Phil Dunster joined the cast in November 2024, with Charly Clive joining the cast as Carell's daughter the following month. In February 2025, Danielle Deadwyler, Lauren Tsai and John C. McGinley joined the cast. In June 2025, Annie Mumolo and Connie Britton joined the cast in recurring roles. In July 2025, Robby Hoffman and Scott MacArthur joined the cast in recurring roles.

On April 9, 2026, HBO renewed the series for a second season.

=== Filming ===
Principal photography for Rooster began in June 2025 at the University of the Pacific in Stockton, California which served as Ludlow College. Exteriors were filmed at the University of the Pacific over the course of four days. Looking to emulate an elite East Coast liberal arts school, co-creator Matt Tarses originally envisioned shooting Rooster at his alma mater Williams College in Massachusetts. However, the studio had approved shooting interiors in Los Angeles so they needed to find a college within driving distance of Los Angeles. Extras during the university shoot had to wear autumnal clothing in 100 °F / 37 °C heat. Additional footage for Ludlow College was shot at Occidental College and the University of Southern California. Studio filming for interiors took place at Warner Bros. Studios Burbank. Principal photography wrapped in August 2025.

== Release ==
The series premiered on HBO on March 8, 2026.

== Reception ==
=== Critical response ===
The first season holds an 88% approval rating on review aggregator website Rotten Tomatoes, based on 56 reviews, with an average rating of 7.4/10. The website's critics consensus reads: "Rooster nestles in with humor and heart thanks to Steve Carell's soothing performance and Danielle Deadwyler's exuberant support, leading Bill Lawrence's kind-spirited, good-time new series to lovely heights." Metacritic, which uses a weighted average, assigned a score of 68 out of 100, based on 28 critics, indicating "generally favorable" reviews.

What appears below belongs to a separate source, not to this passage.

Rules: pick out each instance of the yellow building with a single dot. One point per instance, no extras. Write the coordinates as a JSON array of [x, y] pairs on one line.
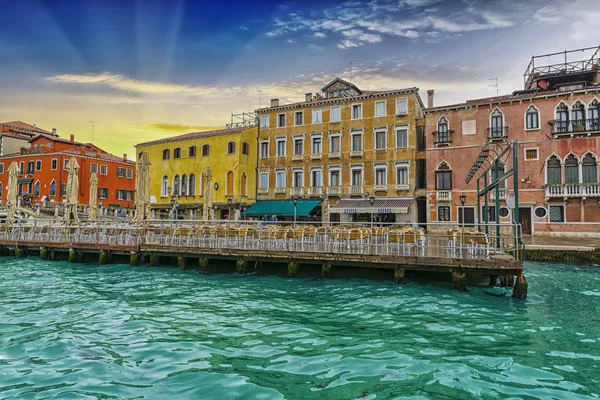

It has been compared to Lawrence's other TV series, namely Ted Lasso and Shrinking, and called by some critics as "hangout TV" and "found family TV".

=== Awards and nominations ===

Year: Award; Category; Recipient(s); Result; Ref.
2026: Astra TV Awards; Best Comedy Series; Rooster; Nominated
Best Actor in a Comedy Series: Steve Carell; Nominated
Best Supporting Actor in a Comedy Series: Phil Dunster; Nominated
John C. McGinley: Nominated
Best Supporting Actress in a Comedy Series: Charly Clive; Nominated
Danielle Deadwyler: Nominated
Best Directing in a Comedy Series: Rooster; Nominated
Best Writing in a Comedy Series: Nominated
Best Cable Comedy Ensemble: Won
Black Reel TV Awards: Outstanding Supporting Performance in a Comedy Series; Danielle Deadwyler; Nominated
Primetime Emmy Awards: Outstanding Lead Actor in a Comedy Series; Steve Carell; Nominated

=== Audience viewership ===
The series became the most-watched comedy premiere on HBO in the United States in over a decade, drawing 2.4 million viewers in the U.S. across platforms in its first three days of availability.